To a large extent, the pervasive stigmatization of mental illness has been generated and sustained by the widespread belief and acceptance of a host of myths and misconceptions. While there are too many to list them all, what follows is a sample of myths that are all too common in our community. Frequently, individuals who suffer from mental illness are mischaracterized as unmotivated, moody, or needy of attention. Rather than objectively acknowledge the impact of an involuntary chemical imbalance upon one’s brain, we are often misguided in our assessments and conclusions, due to our prejudice and blind acceptance of false or misleading information. Mental illness is often perceived as a mark of personal weakness or excessive sensitivity. In this regard, the Orthodox Jewish community is particularly at risk because we place great value upon personal effort and individual achievement. When we choose to interpret specific patterns of behavior as a departure from those sets of values, we are inclined to become harshly judgmental. Finally, many fail to appreciate how truly taxing and debilitating mental illness (which, in many cases, is chronic) can be upon individuals and their families. For example, at times we wonder why one who is suffering from depression won’t simply “snap out of it.” The fact is, however, that most mental disorders, like any other illness, cannot be conquered by willpower alone. Suggesting that someone with a mental illness should just “get over it,” would be no different than suggesting to someone with a broken leg to “pull yourself together and just walk normally.”

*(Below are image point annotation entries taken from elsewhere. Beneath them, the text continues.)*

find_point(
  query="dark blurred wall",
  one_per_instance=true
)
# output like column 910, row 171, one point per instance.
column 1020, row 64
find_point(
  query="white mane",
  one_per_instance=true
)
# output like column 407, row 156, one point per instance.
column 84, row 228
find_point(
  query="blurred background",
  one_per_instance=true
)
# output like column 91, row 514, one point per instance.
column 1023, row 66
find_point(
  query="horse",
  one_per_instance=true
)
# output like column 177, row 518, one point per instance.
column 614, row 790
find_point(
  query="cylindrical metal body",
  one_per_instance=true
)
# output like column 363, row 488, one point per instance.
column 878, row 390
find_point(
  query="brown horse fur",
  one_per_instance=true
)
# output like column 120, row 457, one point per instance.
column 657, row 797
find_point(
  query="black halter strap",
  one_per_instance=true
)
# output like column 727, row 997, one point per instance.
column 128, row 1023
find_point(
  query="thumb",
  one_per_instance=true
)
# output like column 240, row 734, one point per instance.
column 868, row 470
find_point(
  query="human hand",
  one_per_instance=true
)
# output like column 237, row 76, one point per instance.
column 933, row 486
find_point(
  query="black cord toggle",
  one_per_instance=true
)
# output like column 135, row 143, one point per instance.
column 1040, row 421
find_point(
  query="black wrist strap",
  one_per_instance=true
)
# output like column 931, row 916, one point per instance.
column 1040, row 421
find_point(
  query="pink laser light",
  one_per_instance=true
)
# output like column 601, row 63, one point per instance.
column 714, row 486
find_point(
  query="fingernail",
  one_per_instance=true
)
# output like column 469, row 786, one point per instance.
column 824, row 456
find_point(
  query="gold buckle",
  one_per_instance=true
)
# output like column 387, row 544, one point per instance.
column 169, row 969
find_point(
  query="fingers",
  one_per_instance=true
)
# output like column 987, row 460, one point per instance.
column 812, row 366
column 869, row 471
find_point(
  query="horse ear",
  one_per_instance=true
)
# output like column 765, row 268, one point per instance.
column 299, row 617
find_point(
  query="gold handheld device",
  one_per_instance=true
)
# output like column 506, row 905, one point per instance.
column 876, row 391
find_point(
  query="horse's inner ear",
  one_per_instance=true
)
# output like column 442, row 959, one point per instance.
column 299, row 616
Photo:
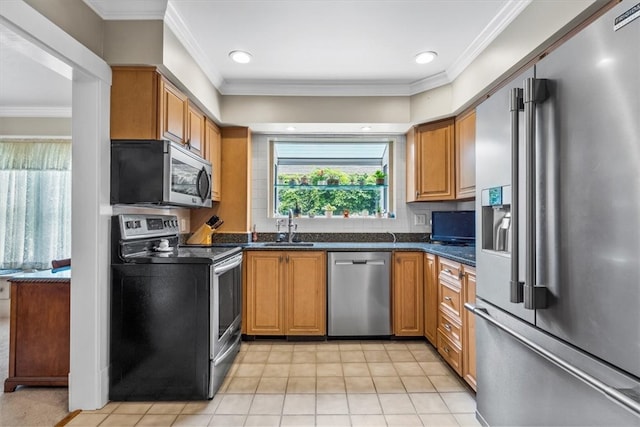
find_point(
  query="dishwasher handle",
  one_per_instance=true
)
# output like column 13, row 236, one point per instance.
column 361, row 262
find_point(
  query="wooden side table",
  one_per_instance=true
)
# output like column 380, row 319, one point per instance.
column 38, row 332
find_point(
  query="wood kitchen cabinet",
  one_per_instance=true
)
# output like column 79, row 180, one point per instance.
column 408, row 319
column 145, row 105
column 213, row 152
column 449, row 333
column 431, row 162
column 235, row 184
column 465, row 136
column 195, row 132
column 38, row 334
column 430, row 298
column 285, row 293
column 469, row 327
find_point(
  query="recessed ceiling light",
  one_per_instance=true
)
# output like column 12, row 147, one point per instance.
column 240, row 56
column 425, row 57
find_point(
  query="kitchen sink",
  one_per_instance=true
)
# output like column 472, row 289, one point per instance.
column 288, row 244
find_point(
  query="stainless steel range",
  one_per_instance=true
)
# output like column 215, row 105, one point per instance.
column 175, row 312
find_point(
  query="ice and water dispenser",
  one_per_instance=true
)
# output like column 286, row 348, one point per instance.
column 496, row 219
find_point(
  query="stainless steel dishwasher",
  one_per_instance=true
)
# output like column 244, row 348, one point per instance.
column 359, row 293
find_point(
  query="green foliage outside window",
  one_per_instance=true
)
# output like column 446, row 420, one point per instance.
column 311, row 200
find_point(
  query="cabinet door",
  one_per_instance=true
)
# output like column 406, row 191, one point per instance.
column 40, row 323
column 264, row 293
column 436, row 163
column 466, row 156
column 134, row 103
column 173, row 108
column 408, row 317
column 469, row 329
column 195, row 129
column 430, row 298
column 213, row 153
column 306, row 299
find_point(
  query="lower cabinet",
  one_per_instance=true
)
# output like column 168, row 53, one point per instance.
column 285, row 293
column 38, row 334
column 408, row 291
column 469, row 331
column 430, row 298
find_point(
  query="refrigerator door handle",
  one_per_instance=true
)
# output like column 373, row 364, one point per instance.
column 515, row 106
column 535, row 91
column 621, row 397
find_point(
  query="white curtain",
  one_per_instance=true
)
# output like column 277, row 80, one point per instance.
column 35, row 203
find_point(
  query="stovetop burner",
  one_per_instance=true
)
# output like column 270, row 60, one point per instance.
column 154, row 239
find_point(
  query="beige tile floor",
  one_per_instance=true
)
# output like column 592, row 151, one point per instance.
column 333, row 383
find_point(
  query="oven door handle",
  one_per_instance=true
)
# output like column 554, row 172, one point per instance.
column 218, row 270
column 218, row 360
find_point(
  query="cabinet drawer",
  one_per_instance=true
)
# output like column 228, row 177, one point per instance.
column 449, row 270
column 450, row 353
column 449, row 299
column 447, row 326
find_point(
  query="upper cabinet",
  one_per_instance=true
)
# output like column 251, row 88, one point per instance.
column 145, row 105
column 441, row 160
column 213, row 152
column 466, row 155
column 430, row 162
column 195, row 135
column 172, row 112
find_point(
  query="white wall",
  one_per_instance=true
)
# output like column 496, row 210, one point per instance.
column 403, row 223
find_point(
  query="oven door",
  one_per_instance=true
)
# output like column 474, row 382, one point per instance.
column 188, row 178
column 226, row 303
column 226, row 318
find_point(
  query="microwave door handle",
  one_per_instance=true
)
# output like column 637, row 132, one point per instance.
column 515, row 106
column 203, row 193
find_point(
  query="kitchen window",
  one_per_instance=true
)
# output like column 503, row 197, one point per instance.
column 331, row 177
column 35, row 192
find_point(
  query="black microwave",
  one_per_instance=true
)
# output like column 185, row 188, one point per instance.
column 160, row 173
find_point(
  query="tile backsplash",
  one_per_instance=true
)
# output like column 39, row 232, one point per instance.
column 405, row 213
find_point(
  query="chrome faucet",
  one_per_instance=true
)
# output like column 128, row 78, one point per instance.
column 290, row 226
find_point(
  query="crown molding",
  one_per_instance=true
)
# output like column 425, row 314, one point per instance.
column 59, row 112
column 498, row 24
column 128, row 9
column 162, row 9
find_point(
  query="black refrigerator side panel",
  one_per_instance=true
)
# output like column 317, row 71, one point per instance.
column 159, row 332
column 137, row 170
column 588, row 134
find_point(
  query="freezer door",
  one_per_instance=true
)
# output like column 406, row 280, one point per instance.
column 589, row 191
column 519, row 387
column 493, row 169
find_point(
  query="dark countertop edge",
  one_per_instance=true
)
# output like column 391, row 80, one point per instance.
column 43, row 276
column 39, row 279
column 462, row 254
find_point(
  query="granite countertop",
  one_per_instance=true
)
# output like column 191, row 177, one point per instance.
column 42, row 276
column 463, row 254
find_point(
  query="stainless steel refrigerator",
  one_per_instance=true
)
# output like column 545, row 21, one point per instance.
column 558, row 179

Successfully combating the stigmatization of mental illness is much easier said than done. Over the past number of years, we have witnessed an increase in community funding and programming aimed at raising awareness and sensitivity towards individuals with mental health disorders. It has been profoundly reassuring and genuinely heartwarming to witness the continued willingness of individuals, on both sides of the discussion, to share their personal experiences, in an effort to inspire greater awareness and sensitivity. By doing so, they inspire and encourage those that struggle with mental illness and their families to come forward and receive the communal support they deserve and the assistance they need. As significant as these developments are, it is clear that to effectively reduce the level of stigma that exists in our community, a systematic and sustained effort is needed. An occasional Shabbos morning drasha, an inspiring film, or a community-wide symposium are all great steps forward, but to achieve true and lasting progress, an informed, ongoing, and relentless communal campaign is what is ultimately needed. Let us work together to ensure that our community continues to lead this critical discussion, raising awareness and sensitivity, seeking to eliminate the pervasive and painful stigma from our midst.
One Reply to “Mental Illness, Stigma, & the Jewish Community: Achieving Lasting Change”
I would like to know when any of our schools will be brave enough to provide the right supports in parity with the local BC public schools. IMHO we still don’t care enough as too many kids are falling through the cracks. If you have trouble reading you can pick from various inclusion programs. Until we actually care enough to provide support all of this is lip service.